A committee of experts that advises the Centers for Disease Control and Prevention on vaccine policy — a group believed to be in the crosshairs of Health and Human Services Secretary Robert F. Kennedy Jr. — will not meet for its regularly scheduled February meeting, a senior HHS official confirmed Thursday.

The Advisory Committee on Immunization Practices was to meet from Feb. 26 to 28, its first gathering since the Trump administration took office. That will not happen, Andrew Nixon, the HHS director of communications, told STAT in an email. 

Nixon did not directly answer STAT’s query of when the meeting would be held instead, saying only that it is “upcoming.”

Kennedy, whose first day at HHS was Tuesday, has denounced the ACIP in the past. During his Senate confirmation process, he told the Finance Committee that 97% of ACIP members had conflicts of interest — a claim that people familiar with the rigorous vetting process ACIP members undergo have refuted.

The CDC staff that organizes the committee’s work has for weeks been trying to get final approval from HHS to hold the meeting, without success. Until last week, the subcommittees or work groups that do the preparatory work for meetings of the full committee had been barred from meeting due to the communications “pause” the administration placed on federal health agencies soon after President Trump’s inauguration.

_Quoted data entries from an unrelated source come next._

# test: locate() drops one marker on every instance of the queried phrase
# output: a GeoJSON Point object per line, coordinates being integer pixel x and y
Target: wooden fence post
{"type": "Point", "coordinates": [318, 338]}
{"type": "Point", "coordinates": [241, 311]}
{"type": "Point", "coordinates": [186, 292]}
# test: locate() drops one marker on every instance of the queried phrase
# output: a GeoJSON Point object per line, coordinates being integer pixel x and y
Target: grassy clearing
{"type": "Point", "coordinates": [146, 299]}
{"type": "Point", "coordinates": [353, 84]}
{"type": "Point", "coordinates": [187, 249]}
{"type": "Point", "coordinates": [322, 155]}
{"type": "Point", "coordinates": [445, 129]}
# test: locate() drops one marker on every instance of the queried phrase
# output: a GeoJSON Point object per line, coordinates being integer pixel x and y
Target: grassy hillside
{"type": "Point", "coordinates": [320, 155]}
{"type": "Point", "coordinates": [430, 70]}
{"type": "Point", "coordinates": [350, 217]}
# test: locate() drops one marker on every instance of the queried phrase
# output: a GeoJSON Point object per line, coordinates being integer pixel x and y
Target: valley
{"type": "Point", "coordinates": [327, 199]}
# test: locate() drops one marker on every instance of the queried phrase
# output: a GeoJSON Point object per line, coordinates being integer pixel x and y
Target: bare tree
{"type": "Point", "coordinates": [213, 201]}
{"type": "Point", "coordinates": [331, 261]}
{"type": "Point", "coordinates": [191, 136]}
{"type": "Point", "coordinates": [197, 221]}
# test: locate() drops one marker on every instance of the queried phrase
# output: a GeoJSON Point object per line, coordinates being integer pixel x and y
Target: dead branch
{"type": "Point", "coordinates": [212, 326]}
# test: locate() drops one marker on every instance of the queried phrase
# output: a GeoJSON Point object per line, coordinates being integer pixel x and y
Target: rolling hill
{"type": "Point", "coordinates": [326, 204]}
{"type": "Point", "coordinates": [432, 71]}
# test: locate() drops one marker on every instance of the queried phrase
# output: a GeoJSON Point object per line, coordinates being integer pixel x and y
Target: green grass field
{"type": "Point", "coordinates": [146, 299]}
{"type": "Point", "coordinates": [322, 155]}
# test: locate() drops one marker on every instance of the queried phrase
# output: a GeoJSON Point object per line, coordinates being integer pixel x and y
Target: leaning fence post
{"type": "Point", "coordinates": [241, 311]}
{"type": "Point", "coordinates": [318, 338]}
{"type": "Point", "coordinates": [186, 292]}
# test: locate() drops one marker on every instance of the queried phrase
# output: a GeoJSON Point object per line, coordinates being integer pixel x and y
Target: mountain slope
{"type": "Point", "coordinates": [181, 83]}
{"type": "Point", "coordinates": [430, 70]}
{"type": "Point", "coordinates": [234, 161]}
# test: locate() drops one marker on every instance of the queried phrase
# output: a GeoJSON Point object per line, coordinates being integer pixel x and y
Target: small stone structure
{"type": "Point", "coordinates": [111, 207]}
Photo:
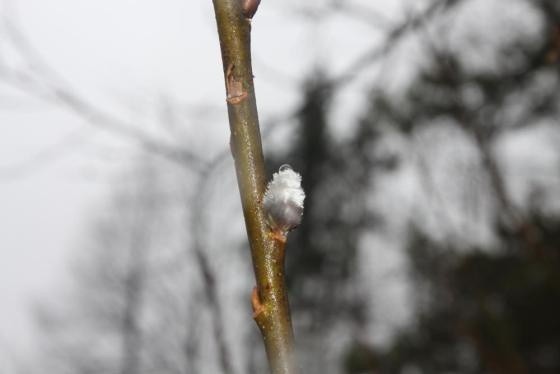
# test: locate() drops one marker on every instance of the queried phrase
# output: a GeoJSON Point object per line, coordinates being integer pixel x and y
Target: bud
{"type": "Point", "coordinates": [283, 201]}
{"type": "Point", "coordinates": [250, 7]}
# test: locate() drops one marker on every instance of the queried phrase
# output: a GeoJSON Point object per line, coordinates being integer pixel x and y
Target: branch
{"type": "Point", "coordinates": [272, 316]}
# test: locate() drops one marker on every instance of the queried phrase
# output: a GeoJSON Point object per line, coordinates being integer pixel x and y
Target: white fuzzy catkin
{"type": "Point", "coordinates": [283, 199]}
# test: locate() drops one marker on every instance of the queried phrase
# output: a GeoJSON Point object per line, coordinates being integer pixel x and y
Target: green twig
{"type": "Point", "coordinates": [270, 300]}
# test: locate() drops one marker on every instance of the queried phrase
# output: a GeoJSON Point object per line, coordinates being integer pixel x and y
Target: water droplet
{"type": "Point", "coordinates": [285, 167]}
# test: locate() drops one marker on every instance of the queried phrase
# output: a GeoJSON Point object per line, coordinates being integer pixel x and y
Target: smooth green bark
{"type": "Point", "coordinates": [272, 315]}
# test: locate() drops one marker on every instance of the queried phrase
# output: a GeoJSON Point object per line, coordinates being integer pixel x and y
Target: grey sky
{"type": "Point", "coordinates": [125, 56]}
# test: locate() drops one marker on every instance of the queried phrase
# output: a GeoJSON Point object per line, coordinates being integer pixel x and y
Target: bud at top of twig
{"type": "Point", "coordinates": [250, 7]}
{"type": "Point", "coordinates": [283, 200]}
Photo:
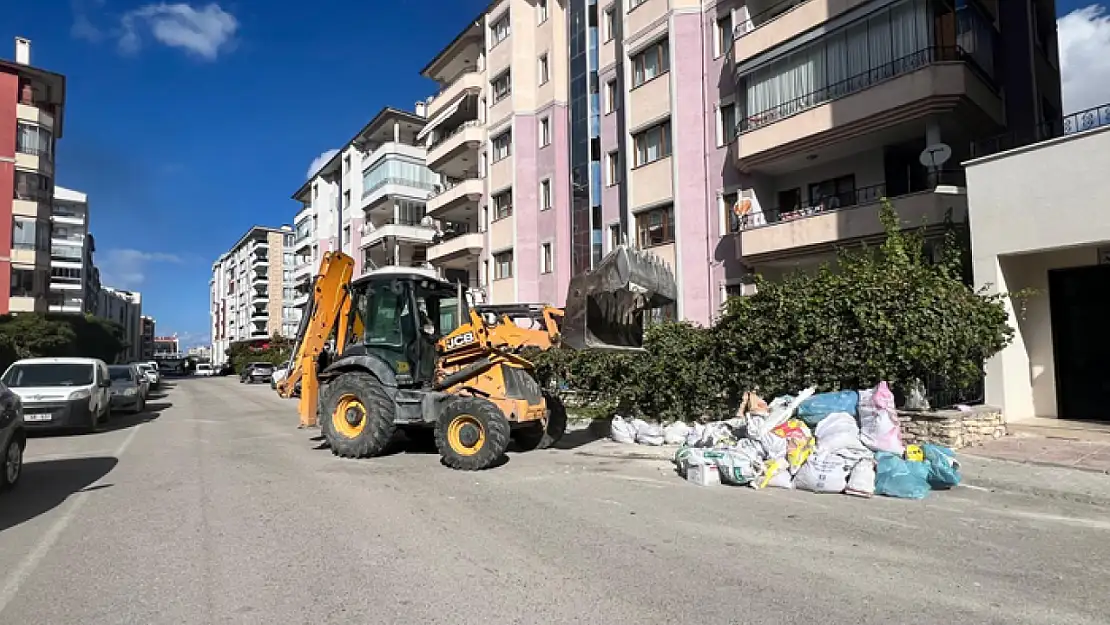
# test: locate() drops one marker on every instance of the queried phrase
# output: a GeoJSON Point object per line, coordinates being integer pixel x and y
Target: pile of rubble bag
{"type": "Point", "coordinates": [843, 442]}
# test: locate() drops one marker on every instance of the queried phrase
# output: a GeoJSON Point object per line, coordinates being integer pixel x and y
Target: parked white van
{"type": "Point", "coordinates": [60, 393]}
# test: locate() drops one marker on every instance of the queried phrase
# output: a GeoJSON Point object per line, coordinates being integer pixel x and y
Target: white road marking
{"type": "Point", "coordinates": [20, 574]}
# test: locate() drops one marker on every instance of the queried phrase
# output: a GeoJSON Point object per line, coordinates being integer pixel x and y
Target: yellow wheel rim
{"type": "Point", "coordinates": [465, 435]}
{"type": "Point", "coordinates": [350, 416]}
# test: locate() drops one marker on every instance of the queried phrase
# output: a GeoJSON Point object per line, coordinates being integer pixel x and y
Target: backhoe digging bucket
{"type": "Point", "coordinates": [605, 306]}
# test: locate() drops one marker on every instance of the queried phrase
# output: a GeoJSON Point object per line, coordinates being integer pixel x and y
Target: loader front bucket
{"type": "Point", "coordinates": [605, 306]}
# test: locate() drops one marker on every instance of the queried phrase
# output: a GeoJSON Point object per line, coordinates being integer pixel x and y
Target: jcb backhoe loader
{"type": "Point", "coordinates": [411, 352]}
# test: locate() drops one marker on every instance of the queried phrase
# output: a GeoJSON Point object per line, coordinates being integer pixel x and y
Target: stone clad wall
{"type": "Point", "coordinates": [952, 429]}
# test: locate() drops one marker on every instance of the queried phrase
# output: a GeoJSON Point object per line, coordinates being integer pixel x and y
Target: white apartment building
{"type": "Point", "coordinates": [251, 290]}
{"type": "Point", "coordinates": [69, 256]}
{"type": "Point", "coordinates": [125, 309]}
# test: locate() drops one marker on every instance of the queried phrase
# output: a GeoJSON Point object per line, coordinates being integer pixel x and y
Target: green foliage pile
{"type": "Point", "coordinates": [27, 335]}
{"type": "Point", "coordinates": [888, 314]}
{"type": "Point", "coordinates": [276, 353]}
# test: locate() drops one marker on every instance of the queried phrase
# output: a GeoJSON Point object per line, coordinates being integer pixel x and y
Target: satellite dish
{"type": "Point", "coordinates": [936, 154]}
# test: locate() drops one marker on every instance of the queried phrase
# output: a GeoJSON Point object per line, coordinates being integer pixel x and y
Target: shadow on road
{"type": "Point", "coordinates": [46, 484]}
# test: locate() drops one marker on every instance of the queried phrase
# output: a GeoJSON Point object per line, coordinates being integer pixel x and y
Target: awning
{"type": "Point", "coordinates": [440, 118]}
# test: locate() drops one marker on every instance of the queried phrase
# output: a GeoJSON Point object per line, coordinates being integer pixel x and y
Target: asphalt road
{"type": "Point", "coordinates": [214, 508]}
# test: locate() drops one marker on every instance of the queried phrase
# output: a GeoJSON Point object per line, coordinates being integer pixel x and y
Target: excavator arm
{"type": "Point", "coordinates": [324, 316]}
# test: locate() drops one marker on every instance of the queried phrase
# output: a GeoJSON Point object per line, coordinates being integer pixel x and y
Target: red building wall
{"type": "Point", "coordinates": [9, 93]}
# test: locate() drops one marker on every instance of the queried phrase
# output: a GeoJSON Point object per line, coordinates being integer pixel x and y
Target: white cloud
{"type": "Point", "coordinates": [127, 269]}
{"type": "Point", "coordinates": [202, 31]}
{"type": "Point", "coordinates": [320, 161]}
{"type": "Point", "coordinates": [1085, 58]}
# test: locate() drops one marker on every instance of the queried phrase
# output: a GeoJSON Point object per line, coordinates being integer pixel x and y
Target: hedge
{"type": "Point", "coordinates": [888, 313]}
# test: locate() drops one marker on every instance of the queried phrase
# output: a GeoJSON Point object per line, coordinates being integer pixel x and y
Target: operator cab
{"type": "Point", "coordinates": [403, 313]}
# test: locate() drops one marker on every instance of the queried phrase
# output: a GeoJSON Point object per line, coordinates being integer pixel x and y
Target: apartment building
{"type": "Point", "coordinates": [839, 104]}
{"type": "Point", "coordinates": [251, 289]}
{"type": "Point", "coordinates": [125, 309]}
{"type": "Point", "coordinates": [370, 201]}
{"type": "Point", "coordinates": [31, 104]}
{"type": "Point", "coordinates": [69, 260]}
{"type": "Point", "coordinates": [559, 123]}
{"type": "Point", "coordinates": [147, 338]}
{"type": "Point", "coordinates": [498, 134]}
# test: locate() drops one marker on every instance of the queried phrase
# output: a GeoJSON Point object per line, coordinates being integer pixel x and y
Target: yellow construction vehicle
{"type": "Point", "coordinates": [401, 349]}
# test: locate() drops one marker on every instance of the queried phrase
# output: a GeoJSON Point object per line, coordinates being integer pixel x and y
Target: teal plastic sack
{"type": "Point", "coordinates": [897, 477]}
{"type": "Point", "coordinates": [820, 405]}
{"type": "Point", "coordinates": [944, 470]}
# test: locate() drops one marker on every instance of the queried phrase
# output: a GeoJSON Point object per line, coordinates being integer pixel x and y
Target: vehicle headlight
{"type": "Point", "coordinates": [82, 394]}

The subcommittee meetings were allowed to resume last week, multiple sources told STAT.

For a time, the CDC thought the ACIP meeting could take place, and in person on the agency’s campus, though plans were recently made to shift it to an online session as the secretariat waited for final approval to convene the meeting.

The meeting — the agenda for which has been online since early January — was to be held to discuss multiple vaccine issues, and to vote on recommendations for the use of a newly approved vaccine to prevent chikungunya, a mosquito-borne disease; a new meningitis vaccine from GSK, to be marketed as Penmenvy; as well as new recommendations on influenza and RSV vaccines.

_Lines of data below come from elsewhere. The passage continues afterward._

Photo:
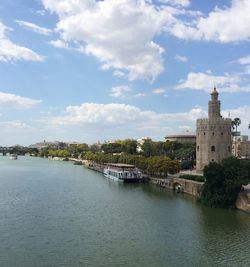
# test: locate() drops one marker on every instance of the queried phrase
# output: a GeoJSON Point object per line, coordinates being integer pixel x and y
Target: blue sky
{"type": "Point", "coordinates": [86, 70]}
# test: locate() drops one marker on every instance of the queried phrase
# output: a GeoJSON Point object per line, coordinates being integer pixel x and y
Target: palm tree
{"type": "Point", "coordinates": [235, 124]}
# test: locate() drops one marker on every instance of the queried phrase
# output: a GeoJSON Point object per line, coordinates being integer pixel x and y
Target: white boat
{"type": "Point", "coordinates": [122, 172]}
{"type": "Point", "coordinates": [13, 156]}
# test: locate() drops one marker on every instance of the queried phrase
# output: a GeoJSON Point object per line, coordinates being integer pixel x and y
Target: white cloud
{"type": "Point", "coordinates": [183, 3]}
{"type": "Point", "coordinates": [92, 113]}
{"type": "Point", "coordinates": [181, 58]}
{"type": "Point", "coordinates": [41, 12]}
{"type": "Point", "coordinates": [244, 60]}
{"type": "Point", "coordinates": [228, 24]}
{"type": "Point", "coordinates": [14, 101]}
{"type": "Point", "coordinates": [120, 33]}
{"type": "Point", "coordinates": [10, 125]}
{"type": "Point", "coordinates": [33, 27]}
{"type": "Point", "coordinates": [119, 91]}
{"type": "Point", "coordinates": [10, 52]}
{"type": "Point", "coordinates": [59, 44]}
{"type": "Point", "coordinates": [205, 82]}
{"type": "Point", "coordinates": [158, 91]}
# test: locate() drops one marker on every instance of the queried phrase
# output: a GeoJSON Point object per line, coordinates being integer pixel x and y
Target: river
{"type": "Point", "coordinates": [55, 214]}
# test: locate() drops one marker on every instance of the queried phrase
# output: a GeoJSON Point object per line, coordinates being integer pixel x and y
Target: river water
{"type": "Point", "coordinates": [59, 214]}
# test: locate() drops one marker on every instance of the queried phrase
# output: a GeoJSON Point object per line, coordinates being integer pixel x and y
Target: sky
{"type": "Point", "coordinates": [88, 71]}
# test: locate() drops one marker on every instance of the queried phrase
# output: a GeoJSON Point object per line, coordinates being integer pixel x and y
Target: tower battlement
{"type": "Point", "coordinates": [213, 135]}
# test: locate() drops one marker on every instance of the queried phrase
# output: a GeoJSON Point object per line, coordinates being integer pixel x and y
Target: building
{"type": "Point", "coordinates": [182, 137]}
{"type": "Point", "coordinates": [213, 135]}
{"type": "Point", "coordinates": [241, 147]}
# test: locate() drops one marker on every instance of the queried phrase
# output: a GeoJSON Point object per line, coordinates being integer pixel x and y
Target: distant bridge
{"type": "Point", "coordinates": [5, 150]}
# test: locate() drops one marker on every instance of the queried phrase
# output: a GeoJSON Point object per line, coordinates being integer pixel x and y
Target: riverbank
{"type": "Point", "coordinates": [172, 182]}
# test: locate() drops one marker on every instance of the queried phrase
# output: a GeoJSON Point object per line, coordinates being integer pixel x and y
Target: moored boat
{"type": "Point", "coordinates": [123, 172]}
{"type": "Point", "coordinates": [13, 156]}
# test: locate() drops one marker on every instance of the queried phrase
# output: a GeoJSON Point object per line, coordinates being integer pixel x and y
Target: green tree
{"type": "Point", "coordinates": [223, 182]}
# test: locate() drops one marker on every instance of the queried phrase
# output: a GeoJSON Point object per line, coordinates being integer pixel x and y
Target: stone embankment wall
{"type": "Point", "coordinates": [186, 186]}
{"type": "Point", "coordinates": [243, 200]}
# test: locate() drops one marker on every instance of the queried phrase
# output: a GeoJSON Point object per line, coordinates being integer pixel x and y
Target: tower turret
{"type": "Point", "coordinates": [213, 135]}
{"type": "Point", "coordinates": [214, 105]}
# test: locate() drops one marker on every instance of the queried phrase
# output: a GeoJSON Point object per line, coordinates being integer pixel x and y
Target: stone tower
{"type": "Point", "coordinates": [213, 135]}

All advisory committee meetings where votes will take place must have a period for public comment. Members of the public can submit written comments, or ask to enter a lottery to be allowed to make a verbal comment during the meeting. 

But because HHS would not formally authorize the meeting to proceed, the portal through which public comments would be submitted was not opened. Sources said that this was the final trigger for the decision of the CDC’s ACIP secretariat to ask to postpone the meeting.

Nixon said in his brief email that the meeting would be “postponed to accommodate public comment in advance of the meeting.”